The Mughal Empire once again consolidated India, and brought great development in commerce and literature and especially architecture. It was during the rule of the Mughals, the Red Fort of Delhi and the very symbol of India – The Taj Mahal was constructed. Their rule was of benevolent despots who led their Hindu subjects be and even eradicated such discriminatory practices like the “jaziya” tax (The Great Akbar revoked the tax though his son Shah Jahan would reimpose it again) and were given equal places in the court. However with ascendance of Aurangzeb the fifth ruler, to the Mughal throne, this benevolent rule ended, and the hard line position was again adopted. The greatest tragedy was that Aurgangzed unified for the first time what was modern India, but his policies and practices had disenchanted even the staunchest of allies and with his death came the lowest point of India’s history where medieval archaic barbaric practices took to front, the country was divided among many petty illiterate chiefs and time was rife for a foreign intervention.

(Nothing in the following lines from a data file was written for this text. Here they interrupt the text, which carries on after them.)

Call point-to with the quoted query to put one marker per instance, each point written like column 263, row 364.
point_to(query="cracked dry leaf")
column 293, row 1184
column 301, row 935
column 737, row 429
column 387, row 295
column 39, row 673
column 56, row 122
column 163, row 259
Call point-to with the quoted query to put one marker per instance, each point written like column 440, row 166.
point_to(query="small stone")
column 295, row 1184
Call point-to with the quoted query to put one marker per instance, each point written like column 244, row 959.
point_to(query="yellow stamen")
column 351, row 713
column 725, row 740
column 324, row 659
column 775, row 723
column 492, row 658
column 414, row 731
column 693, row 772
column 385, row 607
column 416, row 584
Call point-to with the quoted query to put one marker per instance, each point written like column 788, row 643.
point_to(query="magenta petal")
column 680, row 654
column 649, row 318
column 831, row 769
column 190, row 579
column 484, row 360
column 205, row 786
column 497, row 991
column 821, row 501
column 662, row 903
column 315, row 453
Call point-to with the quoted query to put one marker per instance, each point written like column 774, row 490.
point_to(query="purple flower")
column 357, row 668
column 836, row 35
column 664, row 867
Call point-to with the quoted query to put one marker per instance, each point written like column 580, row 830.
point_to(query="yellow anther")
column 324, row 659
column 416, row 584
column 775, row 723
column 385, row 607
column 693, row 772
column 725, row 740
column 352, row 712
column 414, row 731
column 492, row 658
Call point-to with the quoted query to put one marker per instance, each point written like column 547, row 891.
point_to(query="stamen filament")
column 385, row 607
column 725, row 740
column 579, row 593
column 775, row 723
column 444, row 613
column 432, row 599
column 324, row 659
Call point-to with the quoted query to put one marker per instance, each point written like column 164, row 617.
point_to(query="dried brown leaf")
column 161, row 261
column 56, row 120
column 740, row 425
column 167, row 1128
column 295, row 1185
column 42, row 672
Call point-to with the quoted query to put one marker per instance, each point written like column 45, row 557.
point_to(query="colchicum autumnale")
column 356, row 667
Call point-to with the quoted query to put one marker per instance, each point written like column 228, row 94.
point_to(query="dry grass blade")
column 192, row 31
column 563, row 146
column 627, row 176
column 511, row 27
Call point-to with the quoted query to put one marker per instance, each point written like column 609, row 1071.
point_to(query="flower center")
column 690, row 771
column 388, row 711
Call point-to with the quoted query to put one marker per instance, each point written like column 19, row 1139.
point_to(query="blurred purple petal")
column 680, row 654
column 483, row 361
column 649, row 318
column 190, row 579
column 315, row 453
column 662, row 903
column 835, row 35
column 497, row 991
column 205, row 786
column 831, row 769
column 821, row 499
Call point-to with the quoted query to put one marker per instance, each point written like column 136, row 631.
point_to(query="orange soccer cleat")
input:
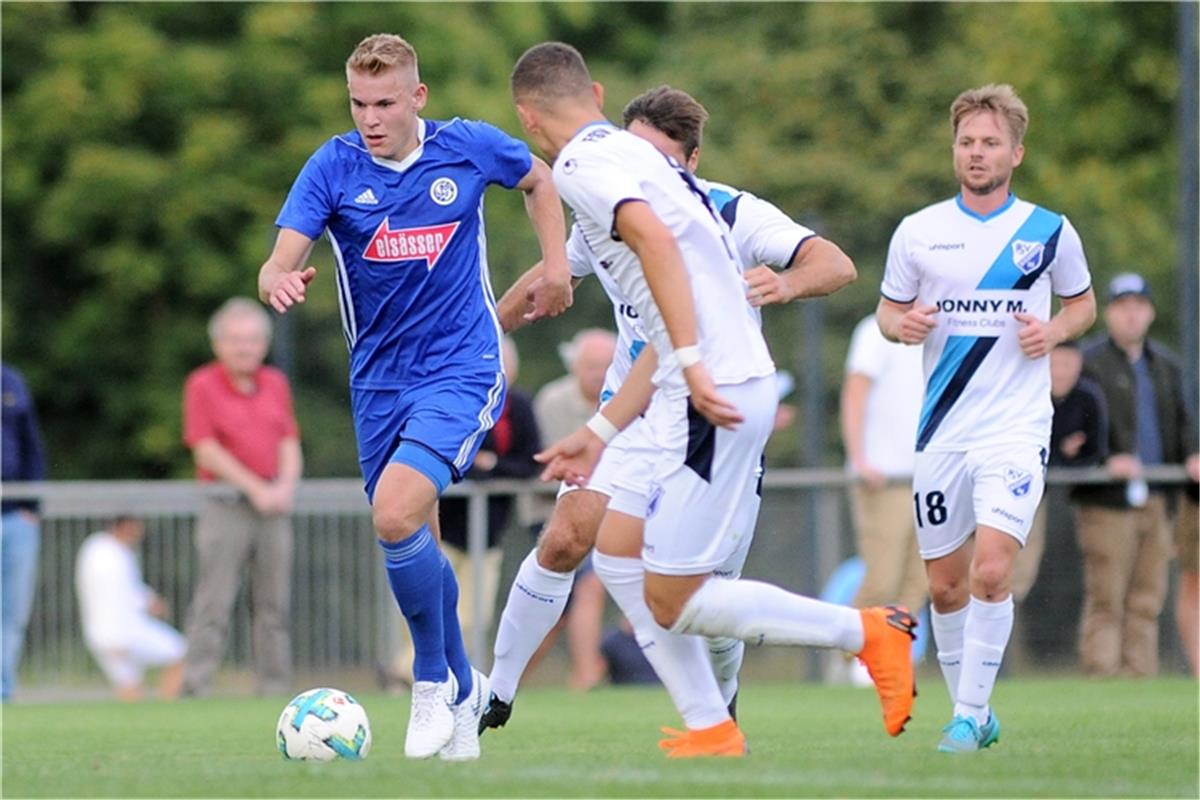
column 721, row 740
column 887, row 655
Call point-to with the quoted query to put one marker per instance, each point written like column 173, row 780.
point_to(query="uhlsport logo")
column 444, row 191
column 652, row 504
column 1027, row 254
column 1018, row 481
column 409, row 244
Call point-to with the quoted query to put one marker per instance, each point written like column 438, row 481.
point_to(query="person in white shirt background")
column 123, row 617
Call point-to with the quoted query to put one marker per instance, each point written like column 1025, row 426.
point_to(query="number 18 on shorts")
column 954, row 492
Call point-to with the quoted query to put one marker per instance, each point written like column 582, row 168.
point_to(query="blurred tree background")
column 148, row 146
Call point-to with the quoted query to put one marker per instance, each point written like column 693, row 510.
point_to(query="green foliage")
column 1066, row 738
column 148, row 146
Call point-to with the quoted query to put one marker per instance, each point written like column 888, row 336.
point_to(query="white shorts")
column 955, row 492
column 623, row 475
column 705, row 493
column 151, row 643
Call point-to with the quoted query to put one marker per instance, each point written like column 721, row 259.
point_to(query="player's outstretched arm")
column 513, row 307
column 1039, row 337
column 282, row 280
column 819, row 268
column 663, row 265
column 574, row 457
column 552, row 295
column 905, row 323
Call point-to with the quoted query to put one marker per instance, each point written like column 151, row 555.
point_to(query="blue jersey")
column 411, row 250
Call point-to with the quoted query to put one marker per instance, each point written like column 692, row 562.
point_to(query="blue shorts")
column 443, row 421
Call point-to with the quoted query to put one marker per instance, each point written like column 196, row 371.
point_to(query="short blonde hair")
column 239, row 307
column 993, row 97
column 382, row 52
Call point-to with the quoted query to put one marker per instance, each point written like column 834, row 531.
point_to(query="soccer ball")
column 323, row 725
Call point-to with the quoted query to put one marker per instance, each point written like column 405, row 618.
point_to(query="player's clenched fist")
column 571, row 458
column 1035, row 336
column 917, row 323
column 291, row 288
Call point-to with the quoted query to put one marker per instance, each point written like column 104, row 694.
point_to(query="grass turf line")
column 1061, row 738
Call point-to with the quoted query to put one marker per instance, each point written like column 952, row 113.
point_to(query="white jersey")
column 761, row 233
column 112, row 595
column 604, row 167
column 981, row 389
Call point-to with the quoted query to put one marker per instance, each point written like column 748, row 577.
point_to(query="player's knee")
column 664, row 608
column 395, row 524
column 562, row 547
column 948, row 594
column 991, row 579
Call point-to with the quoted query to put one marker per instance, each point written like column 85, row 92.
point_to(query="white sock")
column 535, row 603
column 761, row 613
column 948, row 637
column 679, row 661
column 725, row 654
column 984, row 638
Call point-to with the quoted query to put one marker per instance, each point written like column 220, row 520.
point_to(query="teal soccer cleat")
column 961, row 735
column 989, row 733
column 965, row 735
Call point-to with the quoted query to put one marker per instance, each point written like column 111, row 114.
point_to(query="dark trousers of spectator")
column 229, row 534
column 1126, row 554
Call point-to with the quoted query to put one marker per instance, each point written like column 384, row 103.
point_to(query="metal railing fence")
column 341, row 600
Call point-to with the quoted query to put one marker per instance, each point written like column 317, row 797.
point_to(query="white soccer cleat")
column 432, row 722
column 463, row 745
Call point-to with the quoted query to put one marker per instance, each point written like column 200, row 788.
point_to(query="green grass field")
column 1062, row 738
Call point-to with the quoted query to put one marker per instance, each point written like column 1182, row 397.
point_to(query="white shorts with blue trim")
column 705, row 491
column 999, row 486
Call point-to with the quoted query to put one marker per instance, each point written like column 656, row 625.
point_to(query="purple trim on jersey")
column 984, row 217
column 411, row 247
column 797, row 248
column 1078, row 294
column 616, row 236
column 899, row 302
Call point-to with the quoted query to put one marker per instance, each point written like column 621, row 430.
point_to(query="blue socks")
column 455, row 649
column 417, row 577
column 427, row 594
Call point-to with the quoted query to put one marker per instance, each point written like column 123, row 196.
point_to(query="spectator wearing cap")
column 1122, row 528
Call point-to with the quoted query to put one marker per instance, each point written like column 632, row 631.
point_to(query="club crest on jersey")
column 443, row 191
column 409, row 244
column 1018, row 481
column 1027, row 254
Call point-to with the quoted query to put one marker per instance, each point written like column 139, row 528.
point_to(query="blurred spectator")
column 562, row 407
column 123, row 617
column 1078, row 438
column 881, row 400
column 507, row 451
column 239, row 422
column 624, row 659
column 23, row 459
column 1123, row 530
column 1187, row 601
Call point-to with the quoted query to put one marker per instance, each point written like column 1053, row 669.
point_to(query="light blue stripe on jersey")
column 1038, row 228
column 955, row 350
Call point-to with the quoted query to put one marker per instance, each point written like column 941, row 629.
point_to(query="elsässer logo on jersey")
column 409, row 244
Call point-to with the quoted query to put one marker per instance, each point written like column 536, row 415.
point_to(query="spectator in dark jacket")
column 19, row 531
column 1123, row 529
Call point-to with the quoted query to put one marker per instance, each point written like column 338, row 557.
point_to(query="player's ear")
column 528, row 119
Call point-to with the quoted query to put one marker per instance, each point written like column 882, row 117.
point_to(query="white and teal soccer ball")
column 323, row 725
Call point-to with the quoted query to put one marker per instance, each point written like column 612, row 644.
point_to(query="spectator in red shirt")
column 239, row 423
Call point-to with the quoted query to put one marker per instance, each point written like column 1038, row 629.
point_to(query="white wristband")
column 600, row 426
column 688, row 355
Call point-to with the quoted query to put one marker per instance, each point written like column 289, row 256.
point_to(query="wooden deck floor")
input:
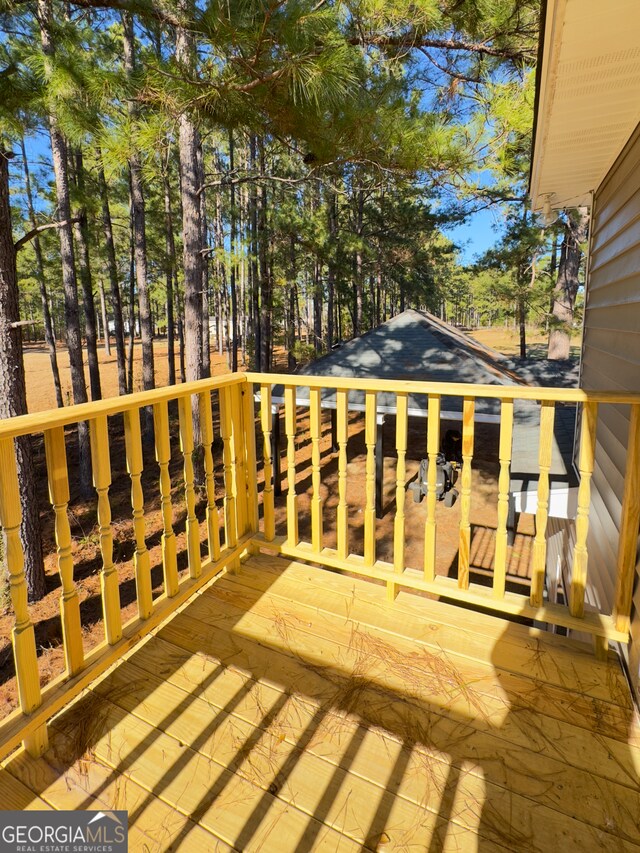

I will conclude the remaining 300 years in the next post and will bring into focus, the actual events that formed the backdrop of Tagore’s novel. These 1400 words were merely an attempt to give all the readers a flavor of the baggage that this country carried before the eruption of the events in twentieth century.
P.S. I have not cited any particular sources, but my essay is based on readings which include A History of India by Romila Thappar, The Penguin History of Early India by Romila Thappar,The Wonder that was India by Al Basham, India by John Kaye, The Mughal World (Vol. 1 and Vol 2.) by Abraham Eraly, The Lost River by Michel Danino, Wikipedia and class lecture notes from my Graduate school days under the brilliant scholarship of the inimitable Prof. Emeritus Dr. Romila Thappar.
P.S.S. Stefanie, Cleo, Jane, Brona and all others who are joining me in this read along…I thank you in advance for your patience with the nerd me spewing Indian history till blood runs out of the ears!!